Former ethics chief quits, leaving Patel the last one standing

By on 22/01/2021 | Updated on 22/01/2021
Helen MacNamara, the UK’s deputy cabinet secretary who investigated bullying allegations against home secretary Priti Patel (pictured), is leaving government. Credit: Pippa Fowles / No 10 Downing Street / Flickr

Helen MacNamara, the UK’s deputy cabinet secretary and the civil service’s former head of propriety and ethics, is to leave government next month for a new job as director of policy and corporate affairs at the Premier League. 

Her departure comes after that of Sir Alex Allan, the PM’s independent adviser on ministerial standards. Allan quit in November, when PM Boris Johnson declined to act on the findings of MacNamara’s inquiry into bullying allegations against home secretary Priti Patel.

In her propriety and ethics job, MacNamara investigated multiple allegations of bullying against Patel – including those by former home office permanent secretary Philip Rutnam, who quit in February 2020 and took his former employer to an employment tribunal. MacNamara subsequently became deputy cabinet secretary, and no action was taken on her Patel report. After leaks to the media revealed officials’ concern about the delay, the report was examined by Allan.

Allan subsequently concluded that the home secretary had “not consistently met the high standards required by the ministerial code.” When the PM refused to act on his advice, Allan quit. As former cabinet secretary Lord O’Donnell commented, Allan “said: ‘Well look, if you don’t value my judgement then there’s really little point in me carrying on with this job’, so he’s resigned.”

The episode prompted Lord Evans, the Commissioner for Standards in Public Life, to raise “serious questions about the effectiveness of the current arrangements for investigating and responding to breaches of the Ministerial Code.”

New goals

In her new role, MacNamara will help shape the Premier League’s relationship with government – helping to address tensions caused by the pandemic and bailout negotiations with the English Football League.

After her departure was announced on Thursday, the government’s Advisory Committee on Business Appointments published a letter approving her appointment, while asking her not to begin work for three months. It also said that she should neither lobby government or advise the Premier League on government contracts for a period of two years.

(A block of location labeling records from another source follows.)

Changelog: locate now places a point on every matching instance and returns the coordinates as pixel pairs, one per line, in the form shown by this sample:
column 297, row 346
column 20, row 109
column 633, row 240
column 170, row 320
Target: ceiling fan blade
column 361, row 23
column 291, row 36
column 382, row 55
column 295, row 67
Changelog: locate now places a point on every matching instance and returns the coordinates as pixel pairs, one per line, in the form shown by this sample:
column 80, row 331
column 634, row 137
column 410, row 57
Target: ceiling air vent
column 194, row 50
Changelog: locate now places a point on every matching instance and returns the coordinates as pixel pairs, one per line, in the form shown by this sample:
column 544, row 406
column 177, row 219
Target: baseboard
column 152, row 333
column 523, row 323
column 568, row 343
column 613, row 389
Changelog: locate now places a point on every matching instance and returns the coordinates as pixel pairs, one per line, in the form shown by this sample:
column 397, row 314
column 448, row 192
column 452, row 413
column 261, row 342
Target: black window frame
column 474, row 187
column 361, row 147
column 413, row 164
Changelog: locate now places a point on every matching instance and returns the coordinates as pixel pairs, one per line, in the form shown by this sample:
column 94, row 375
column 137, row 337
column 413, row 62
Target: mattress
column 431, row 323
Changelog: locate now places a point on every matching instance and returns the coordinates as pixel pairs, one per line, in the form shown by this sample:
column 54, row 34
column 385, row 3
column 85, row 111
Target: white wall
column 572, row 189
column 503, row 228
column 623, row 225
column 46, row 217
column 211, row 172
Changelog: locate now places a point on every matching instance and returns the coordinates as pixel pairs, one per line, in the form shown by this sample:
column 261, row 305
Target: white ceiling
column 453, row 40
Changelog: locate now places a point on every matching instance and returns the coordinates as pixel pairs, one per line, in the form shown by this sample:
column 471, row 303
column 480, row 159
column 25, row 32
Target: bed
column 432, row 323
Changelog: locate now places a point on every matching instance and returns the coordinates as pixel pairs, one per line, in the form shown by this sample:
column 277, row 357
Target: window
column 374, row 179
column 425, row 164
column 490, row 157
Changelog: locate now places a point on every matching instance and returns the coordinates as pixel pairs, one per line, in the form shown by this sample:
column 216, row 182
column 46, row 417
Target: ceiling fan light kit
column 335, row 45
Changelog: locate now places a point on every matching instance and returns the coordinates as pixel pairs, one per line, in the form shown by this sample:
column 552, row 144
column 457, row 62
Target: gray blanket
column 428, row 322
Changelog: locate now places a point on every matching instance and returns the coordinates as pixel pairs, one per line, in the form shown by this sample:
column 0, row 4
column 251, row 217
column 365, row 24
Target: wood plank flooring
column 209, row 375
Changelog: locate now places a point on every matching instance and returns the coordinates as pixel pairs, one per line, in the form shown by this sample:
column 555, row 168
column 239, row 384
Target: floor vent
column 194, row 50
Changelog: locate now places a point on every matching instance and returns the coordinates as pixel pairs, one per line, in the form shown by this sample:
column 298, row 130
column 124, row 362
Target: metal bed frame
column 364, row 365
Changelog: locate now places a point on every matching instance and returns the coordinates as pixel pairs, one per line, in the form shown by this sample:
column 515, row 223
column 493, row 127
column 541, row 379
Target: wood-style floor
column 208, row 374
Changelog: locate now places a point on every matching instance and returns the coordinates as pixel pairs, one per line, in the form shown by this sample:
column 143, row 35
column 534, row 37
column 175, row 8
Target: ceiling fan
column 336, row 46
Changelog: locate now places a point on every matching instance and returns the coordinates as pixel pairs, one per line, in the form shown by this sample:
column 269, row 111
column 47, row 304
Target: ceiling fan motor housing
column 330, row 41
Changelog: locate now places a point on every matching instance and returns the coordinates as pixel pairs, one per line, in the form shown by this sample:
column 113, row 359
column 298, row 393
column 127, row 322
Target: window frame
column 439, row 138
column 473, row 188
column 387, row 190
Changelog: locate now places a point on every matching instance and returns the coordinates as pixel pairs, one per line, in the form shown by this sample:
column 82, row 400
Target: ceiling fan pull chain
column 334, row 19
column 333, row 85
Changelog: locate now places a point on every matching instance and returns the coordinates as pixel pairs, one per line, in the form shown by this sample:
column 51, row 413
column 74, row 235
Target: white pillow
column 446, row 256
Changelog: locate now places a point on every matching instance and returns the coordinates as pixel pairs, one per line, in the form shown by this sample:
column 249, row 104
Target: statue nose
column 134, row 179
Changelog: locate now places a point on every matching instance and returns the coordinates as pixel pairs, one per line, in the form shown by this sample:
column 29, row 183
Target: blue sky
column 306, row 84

Prior to taking the propriety and ethics job three years ago, MacNamara had overseen housing and planning at the communities department. She was previously director of the economic and domestic secretariat in the Cabinet Office, working for the cabinet secretary from 2013 to 2016. She was responsible for brokering collective agreement in the coalition government, coordinating government preparations for the 2015 General Election and contingency preparations for the Greek Eurozone crisis. 

Cabinet secretary Simon Case praised her work, saying that she “has been instrumental in transforming the Cabinet Office over the last three years and I am especially grateful for the personal support she has given to me in my role. She will be greatly missed and I hope that she may one day return to the Civil Service.”